Ian Barber’s Blog: PageRank In PHP | Development Blog With Code Updates : Developercast.com
December 16th, 2009 at 18:10
...iew all posts in Development" rel="category tag">Development Ian Barber has put together a new blog post that looks at his creation of a simple PageRank-style algorithm, similar to the ideas behind Google...
vivanno.com::aggregator » Archive » PageRank en PHP
December 17th, 2009 at 02:02
...à titre indicatif car vous ne pouvez pas vous fier à une seule source d’informations. PageRank en PHP () Pas de commentaire Pas encore de commentaire. ...
PageRank In PHP – Ian Barber | UK Hosting Directory
December 17th, 2009 at 07:06
...as a way of measuring the importance of a page while at Stanford in the mid nineties
Original post:
PageRank In PHP – Ian Barber Leave a comment ...
2009/12/18に気になったこと | debeso
December 18th, 2009 at 15:05
...ject Hosting on Google Code gearsをhtml5で扱えるAPIに対応させる簡易ライブラリ PageRank In PHP – PHP/ir PHPで連想配列から出現率の高いものをランク付けするアルゴリズム Posted i...
PageRank In PHP – PHP/ir | Coder Online
December 24th, 2009 at 13:15
...f a simple PageRank-style algorithm, similar to the ideas behind Google. …
See the rest here:
PageRank In PHP – PHP/ir Tags: barber...
Andy
March 7th, 2011 at 18:09
You forgot to handle the exception occurring when dealing with page 7 in your PHP script:
"Notice: Undefined offset: 7"
Even in your own pasted output, the rank for page 7 is missing :)
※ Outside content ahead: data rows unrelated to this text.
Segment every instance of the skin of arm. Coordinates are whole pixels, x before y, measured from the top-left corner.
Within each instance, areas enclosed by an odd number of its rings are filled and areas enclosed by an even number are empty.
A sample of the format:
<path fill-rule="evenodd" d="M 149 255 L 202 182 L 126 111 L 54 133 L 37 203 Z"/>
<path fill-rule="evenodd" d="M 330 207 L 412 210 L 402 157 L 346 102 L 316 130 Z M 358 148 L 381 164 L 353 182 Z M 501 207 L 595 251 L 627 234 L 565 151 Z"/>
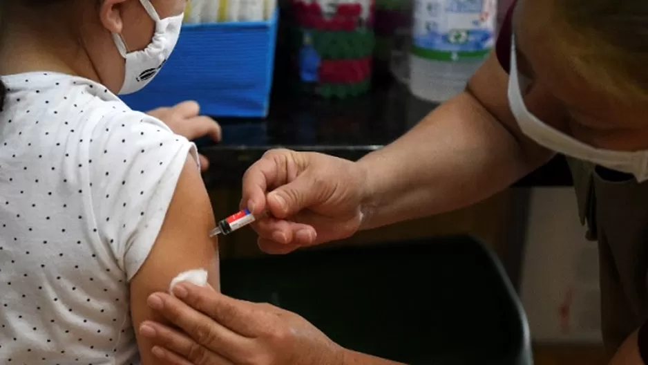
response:
<path fill-rule="evenodd" d="M 131 312 L 134 328 L 144 321 L 168 324 L 146 305 L 149 295 L 166 292 L 171 280 L 184 271 L 203 268 L 208 281 L 220 290 L 218 243 L 209 237 L 215 227 L 213 213 L 196 162 L 189 157 L 178 179 L 175 191 L 155 243 L 142 267 L 131 281 Z M 151 353 L 153 344 L 137 331 L 142 365 L 160 364 Z"/>
<path fill-rule="evenodd" d="M 363 354 L 353 351 L 352 350 L 345 350 L 344 360 L 342 365 L 405 365 L 402 362 L 396 362 L 391 360 L 385 360 L 372 356 L 370 355 Z"/>
<path fill-rule="evenodd" d="M 609 362 L 609 365 L 644 365 L 639 354 L 639 346 L 637 344 L 638 330 L 632 333 L 621 345 L 614 357 Z"/>
<path fill-rule="evenodd" d="M 508 75 L 491 54 L 465 91 L 358 164 L 365 170 L 361 229 L 464 207 L 500 191 L 553 153 L 520 131 L 508 106 Z M 551 97 L 531 93 L 529 109 L 554 115 Z"/>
For the rest, great job! Cheers!
Andy
March 7th, 2011 at 18:21
Coming back to my previous post, if you just add to your array:
7 => array(),
then this is the result you get (without errors or notices):
Array
(
[1] => 0.15502161271358
[2] => 0.054325746363126
[3] => 0.086204130225571
[4] => 0.15688634961495
[5] => 0.18547554148966
[6] => 0.078666841474062
[7] => 0.093569119238216
[8] => 0.11300382014503
[9] => 0.076846838735805
)
Given your function does the job well, I assume this should be the correct output.
Cheers!
Andy
March 7th, 2011 at 18:35
I'm also not sure about "linking to yourself" as page having any relevance. This should be exempted from computation, but you use it.
In this trivial example:
array(
1 => array(),
2 => array(2),
3 => array(),
4 => array(4)
);
instead of getting:
Array
(
[1] => 0.25
[2] => 0.25
[3] => 0.25
[4] => 0.25
)
you get:
Array
(
[1] => 0.04025475732894
[2] => 0.45974524267106
[3] => 0.04025475732894
[4] => 0.45974524267106
)
which is incorrect.
vin
September 26th, 2011 at 15:11
Hi,
How do we modify the teleport vector to have non uniform preference for the links.
Thanks,
Vin
Wicaksana
November 17th, 2011 at 15:00
I was a student of mathematics
I want to know which part is the markov chain?
because I make this discussion as a Final Project
Thank you
bytza
November 1st, 2012 at 17:57
Realy nice, thankyou
Shrija
March 29th, 2013 at 13:16
Hi.. Great explaination of the PageRank Algorithm.. I'm fairly new to PHP so I was wondering how to run this program. Is it all to be included within one PHP program?